11 mars 2002

Ma discipline n'a pas duré très longtemps.

J'ai passé ma journée d'hier chez moi, à endurer un autre de ces maux de têtes causés par mes yeux. Il n'était pas si insupportable, et j'aurais très bien pu sortir quand même et m'occuper des nombreuses courses qui me restent encore à faire avant de venir à bout de ma liste, mais j'avais l'excuse idéale pour ne rien faire. D'autant plus que la journée de cul que nous avions ne m'encourageait pas à mettre le nez dehors. Jamais, en dix ans, je n'avais vu de si grosses vagues sur le lac. Et puis aujourd'hui j'ai constaté que de nombreux arbres avaient succombé aux vents violents d'hier. L'un deux penche dangereusement au dessus de la route en haut de chez moi. Seules les branches de ses congénères l'ont empêché de s'abattre sur la chaussée.

Et puis cette journée de paresse m'a permis de ruminer à souhait la haine et le ressentiment que je ressentais à cause de ce qui m'est arrivé mercredi. Il faut maintenant que je sublime tout ça, que je tourne la page et que je passe à autre chose.

N'empêche que c'est ce genre de situation qui nous remet cruellement en face de la réalité, un retour d'autant plus dur à prendre pour une personne comme moi qui vit beaucoup dans son imaginaire et qui aime à se croire invulnérable, ou doté de pouvoirs surnaturels (autre que celui de bousiller des lampadaires de rue, s'entend).

Bien sûr, je me plais à imaginer ce que j'aurais fait si j'avais pris ces enfants de chiennes sur le fait. Mais en réalité, j'aurais plus probablement fini au mieux avec une fracture de la mâchoire et, au pire, avec un couteau planté quelque part dans les tripes.

La réalité est que j'ai été vaincu. Que ces dégénérés sans morale, sans étique, avec un quotient intellectuel probablement inférieur à leur pointure de chaussure m'ont quand même agressé et dépossédé de mes biens, aux vues et aux sus de tous, et que rien de ce que je peux dire ou faire ne changera quoi que ce soit à cet état de fait.

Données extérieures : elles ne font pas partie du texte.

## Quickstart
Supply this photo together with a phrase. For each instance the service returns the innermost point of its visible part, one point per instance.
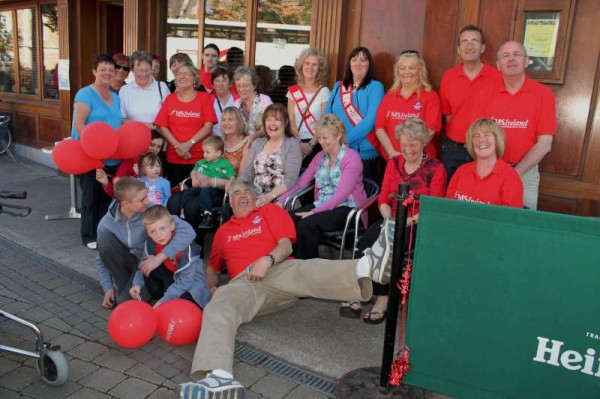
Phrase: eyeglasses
(415, 52)
(472, 42)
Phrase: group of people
(229, 138)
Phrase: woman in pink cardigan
(337, 173)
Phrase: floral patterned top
(235, 153)
(268, 170)
(327, 179)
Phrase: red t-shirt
(395, 109)
(503, 186)
(184, 120)
(455, 91)
(429, 179)
(239, 242)
(206, 79)
(528, 113)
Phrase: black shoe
(206, 222)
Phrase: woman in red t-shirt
(424, 175)
(411, 96)
(488, 179)
(185, 118)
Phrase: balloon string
(401, 365)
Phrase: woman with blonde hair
(273, 162)
(337, 173)
(411, 96)
(488, 179)
(307, 99)
(185, 119)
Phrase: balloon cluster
(133, 323)
(100, 141)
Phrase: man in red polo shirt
(256, 244)
(210, 58)
(526, 110)
(458, 85)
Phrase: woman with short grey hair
(142, 98)
(251, 103)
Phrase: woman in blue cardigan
(355, 101)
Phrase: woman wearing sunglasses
(411, 96)
(121, 72)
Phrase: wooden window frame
(37, 6)
(251, 29)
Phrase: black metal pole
(394, 293)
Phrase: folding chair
(5, 136)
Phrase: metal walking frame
(51, 362)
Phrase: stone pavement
(66, 307)
(311, 334)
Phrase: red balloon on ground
(68, 155)
(179, 321)
(132, 324)
(99, 140)
(134, 139)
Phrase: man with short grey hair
(256, 245)
(526, 110)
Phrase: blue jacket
(366, 100)
(189, 276)
(133, 234)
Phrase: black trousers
(309, 229)
(177, 172)
(121, 264)
(94, 204)
(159, 280)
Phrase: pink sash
(351, 112)
(303, 105)
(355, 116)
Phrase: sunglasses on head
(415, 52)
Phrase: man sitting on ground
(256, 245)
(121, 238)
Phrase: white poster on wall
(63, 75)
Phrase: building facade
(34, 35)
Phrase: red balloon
(68, 155)
(179, 321)
(99, 140)
(134, 139)
(132, 324)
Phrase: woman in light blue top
(355, 100)
(96, 103)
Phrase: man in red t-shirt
(458, 85)
(256, 245)
(210, 58)
(526, 110)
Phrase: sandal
(367, 318)
(351, 310)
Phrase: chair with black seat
(353, 226)
(216, 211)
(5, 138)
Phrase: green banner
(504, 303)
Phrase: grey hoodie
(133, 234)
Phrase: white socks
(222, 374)
(363, 268)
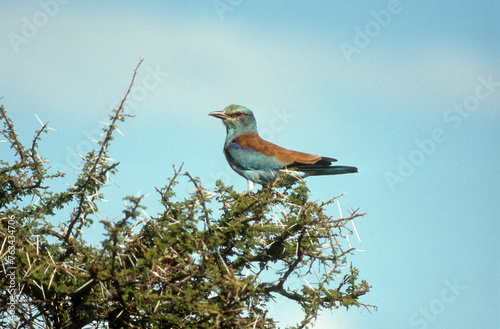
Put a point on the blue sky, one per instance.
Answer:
(407, 91)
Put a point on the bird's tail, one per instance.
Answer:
(327, 170)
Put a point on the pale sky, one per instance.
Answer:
(407, 91)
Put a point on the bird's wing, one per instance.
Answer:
(284, 156)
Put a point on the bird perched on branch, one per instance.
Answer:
(260, 161)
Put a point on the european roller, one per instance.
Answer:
(260, 161)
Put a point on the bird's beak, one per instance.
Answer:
(218, 114)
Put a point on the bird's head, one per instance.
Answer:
(238, 120)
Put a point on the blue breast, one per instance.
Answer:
(248, 159)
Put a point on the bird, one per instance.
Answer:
(260, 161)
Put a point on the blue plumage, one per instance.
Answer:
(260, 161)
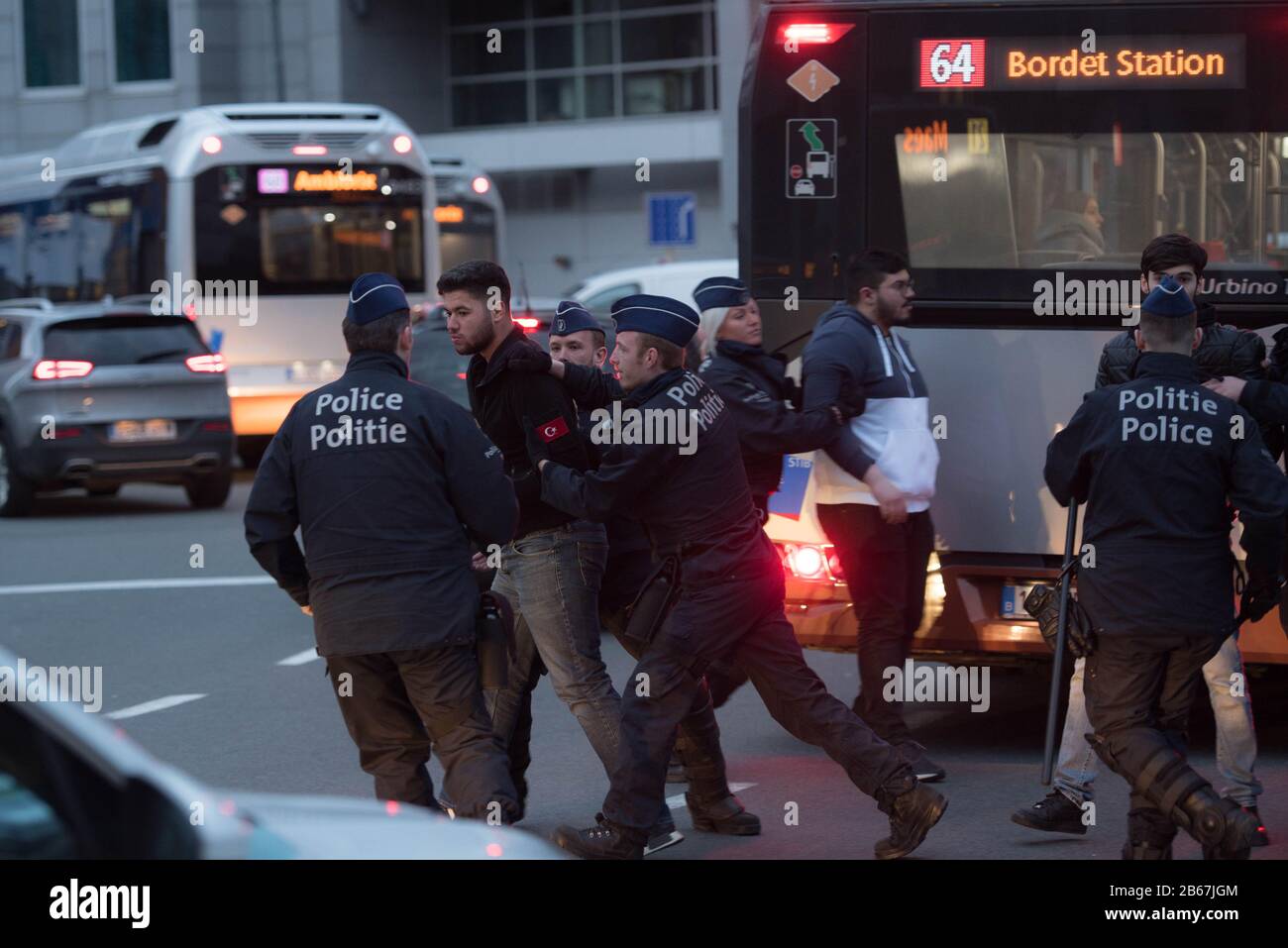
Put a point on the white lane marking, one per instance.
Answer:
(677, 802)
(108, 584)
(150, 706)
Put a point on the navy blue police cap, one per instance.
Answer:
(375, 295)
(658, 316)
(572, 317)
(720, 291)
(1168, 300)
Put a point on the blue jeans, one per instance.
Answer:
(1235, 736)
(552, 579)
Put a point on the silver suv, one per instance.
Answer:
(98, 394)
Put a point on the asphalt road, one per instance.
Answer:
(115, 582)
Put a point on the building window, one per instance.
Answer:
(142, 40)
(51, 43)
(575, 59)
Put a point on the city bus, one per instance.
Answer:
(252, 218)
(957, 134)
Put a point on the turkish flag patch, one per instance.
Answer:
(549, 432)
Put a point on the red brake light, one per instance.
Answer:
(60, 369)
(805, 34)
(214, 363)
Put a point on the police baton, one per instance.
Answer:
(1060, 635)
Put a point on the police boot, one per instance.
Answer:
(913, 809)
(1222, 826)
(605, 840)
(712, 805)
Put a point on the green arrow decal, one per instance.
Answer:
(810, 132)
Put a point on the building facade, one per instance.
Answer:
(580, 110)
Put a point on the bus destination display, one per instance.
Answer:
(1017, 63)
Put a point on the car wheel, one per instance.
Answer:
(17, 493)
(210, 491)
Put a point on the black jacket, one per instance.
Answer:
(501, 399)
(1157, 517)
(697, 504)
(756, 388)
(389, 496)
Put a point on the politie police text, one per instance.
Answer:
(1167, 428)
(357, 432)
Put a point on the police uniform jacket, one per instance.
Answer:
(696, 505)
(1155, 459)
(755, 386)
(389, 483)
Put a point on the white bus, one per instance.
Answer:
(294, 200)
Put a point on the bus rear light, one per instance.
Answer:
(804, 34)
(211, 363)
(47, 369)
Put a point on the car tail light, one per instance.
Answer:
(60, 369)
(211, 363)
(810, 562)
(805, 34)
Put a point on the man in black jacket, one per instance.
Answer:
(550, 571)
(390, 483)
(1157, 460)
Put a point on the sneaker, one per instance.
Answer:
(1055, 813)
(912, 815)
(1262, 837)
(604, 840)
(926, 769)
(662, 835)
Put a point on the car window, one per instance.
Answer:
(601, 303)
(125, 340)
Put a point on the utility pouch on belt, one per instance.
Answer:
(494, 633)
(652, 605)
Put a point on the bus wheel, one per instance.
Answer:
(250, 450)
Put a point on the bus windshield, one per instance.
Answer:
(307, 231)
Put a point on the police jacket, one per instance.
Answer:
(1223, 351)
(1155, 459)
(389, 483)
(503, 402)
(849, 359)
(756, 388)
(696, 505)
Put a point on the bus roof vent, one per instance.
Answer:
(154, 136)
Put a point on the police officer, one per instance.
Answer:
(390, 483)
(578, 339)
(1154, 460)
(730, 591)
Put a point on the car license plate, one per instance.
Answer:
(153, 429)
(1013, 600)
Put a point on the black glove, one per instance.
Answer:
(1043, 604)
(1258, 597)
(528, 359)
(537, 449)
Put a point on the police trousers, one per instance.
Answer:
(741, 620)
(1138, 695)
(395, 703)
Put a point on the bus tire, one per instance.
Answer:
(210, 491)
(17, 493)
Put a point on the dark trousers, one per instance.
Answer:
(885, 570)
(739, 618)
(394, 703)
(1138, 694)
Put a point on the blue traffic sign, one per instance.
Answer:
(671, 218)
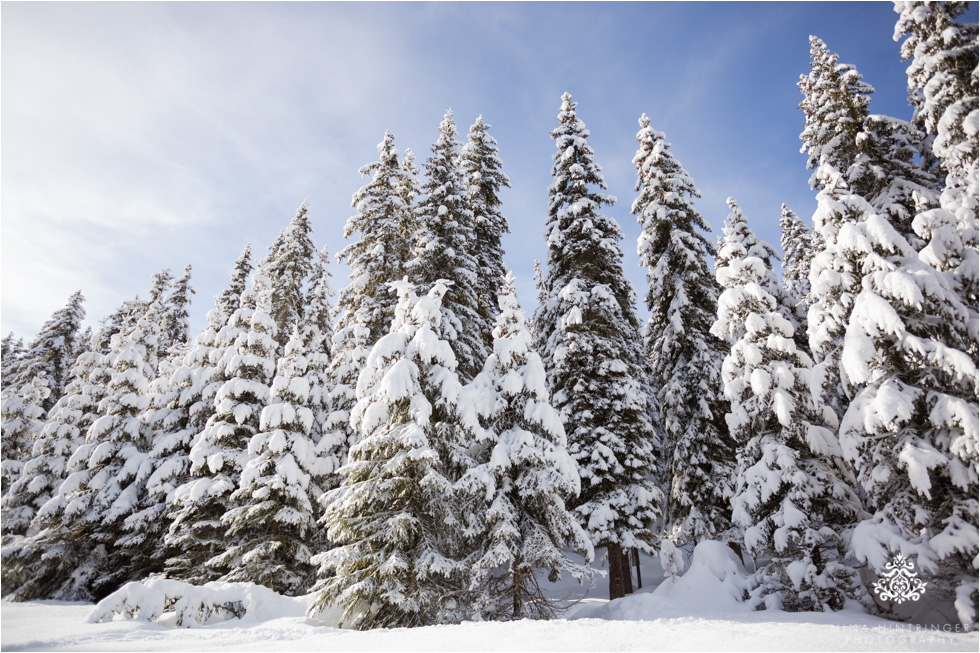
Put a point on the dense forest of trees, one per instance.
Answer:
(416, 450)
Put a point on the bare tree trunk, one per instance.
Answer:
(617, 588)
(627, 572)
(517, 587)
(636, 559)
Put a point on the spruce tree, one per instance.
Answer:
(793, 496)
(796, 241)
(22, 418)
(482, 168)
(192, 520)
(63, 432)
(246, 352)
(75, 553)
(175, 324)
(445, 248)
(52, 352)
(684, 357)
(520, 480)
(910, 429)
(288, 266)
(392, 518)
(366, 307)
(10, 357)
(942, 78)
(591, 337)
(835, 107)
(273, 520)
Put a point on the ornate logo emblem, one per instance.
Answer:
(899, 583)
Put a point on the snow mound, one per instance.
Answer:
(715, 583)
(172, 602)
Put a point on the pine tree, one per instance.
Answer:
(482, 168)
(521, 477)
(366, 307)
(76, 549)
(52, 352)
(11, 357)
(684, 357)
(289, 265)
(835, 106)
(592, 337)
(176, 319)
(392, 516)
(246, 352)
(317, 333)
(192, 521)
(22, 419)
(796, 241)
(942, 79)
(793, 495)
(63, 432)
(274, 518)
(444, 249)
(37, 563)
(120, 320)
(911, 428)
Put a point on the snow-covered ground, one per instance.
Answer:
(697, 612)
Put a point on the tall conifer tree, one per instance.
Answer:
(591, 337)
(445, 248)
(685, 359)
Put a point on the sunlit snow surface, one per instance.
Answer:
(698, 612)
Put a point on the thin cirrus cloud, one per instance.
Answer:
(144, 135)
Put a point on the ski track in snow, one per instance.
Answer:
(696, 612)
(50, 625)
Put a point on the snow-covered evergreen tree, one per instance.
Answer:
(796, 241)
(317, 333)
(483, 170)
(120, 320)
(445, 247)
(366, 307)
(175, 322)
(52, 352)
(246, 352)
(684, 357)
(182, 417)
(591, 338)
(230, 299)
(35, 564)
(22, 416)
(521, 478)
(942, 77)
(793, 495)
(273, 521)
(288, 266)
(80, 529)
(835, 107)
(63, 432)
(10, 357)
(392, 518)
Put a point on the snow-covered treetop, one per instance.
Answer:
(230, 298)
(835, 104)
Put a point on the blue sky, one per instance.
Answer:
(143, 135)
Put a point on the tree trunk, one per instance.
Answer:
(617, 588)
(636, 559)
(627, 572)
(517, 586)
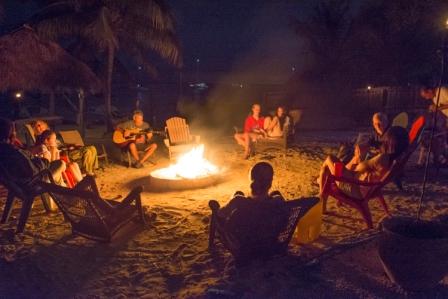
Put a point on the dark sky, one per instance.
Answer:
(238, 35)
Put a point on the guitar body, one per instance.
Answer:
(119, 139)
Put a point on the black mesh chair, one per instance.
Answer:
(91, 216)
(26, 192)
(258, 228)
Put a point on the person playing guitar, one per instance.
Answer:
(137, 137)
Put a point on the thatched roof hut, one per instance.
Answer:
(28, 62)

Bon. Tournons la page, tout en retenant cette leçon d'humilité.

Je me suis quand même racheté aujourd'hui pour ma paresse d'hier. Je suis allé magasiner tout l'après-midi avec Copine (il faisait trop froid à mon goût et pas assez ensoleillé pour faire une randonnée) et j'ai coché quatre belles petites cases sur ma liste ! Une paire de chaussure de randonnée, une paire de sandales de randonnée, des chaussettes en polypropylène et une belle serviette de plage, qui remplacera l'horreur trouée dont je me contentais depuis trop longtemps.

Je me sens mieux avec Copine depuis quelque temps. Je veux dire par là que je ne sens plus que je la rejette, comme avant. Elle s'en est rendue compte d'ailleurs et semble ravie. Je suis très content.

Mais il y a toujours quelque chose au fond de moi que je ne comprend pas. Comme si les relations que les autres vivent étaient toujours meilleures que celles que je vivrai jamais, comme si l'herbe était réellement toujours plus verte chez le voisin, comme si j'avais vécu tellement longtemps dans mon imaginaire que j'avais trop idéalisé la vie elle-même, et que la réalité ne sera jamais aussi belle, aussi fantastique que les images que je m'en suis fait dans ma tête pendant presque trente ans.

Dur retour à la réalité, ça aussi.

En fait, je ne peux pas vraiment parler de "retour", puisque c'est probablement la première fois que je m'y trouve.

Trente ans. J'ai trente ans de lavage de cerveau, que je me suis infligé moi-même, à renverser. Ça ne sera pas facile.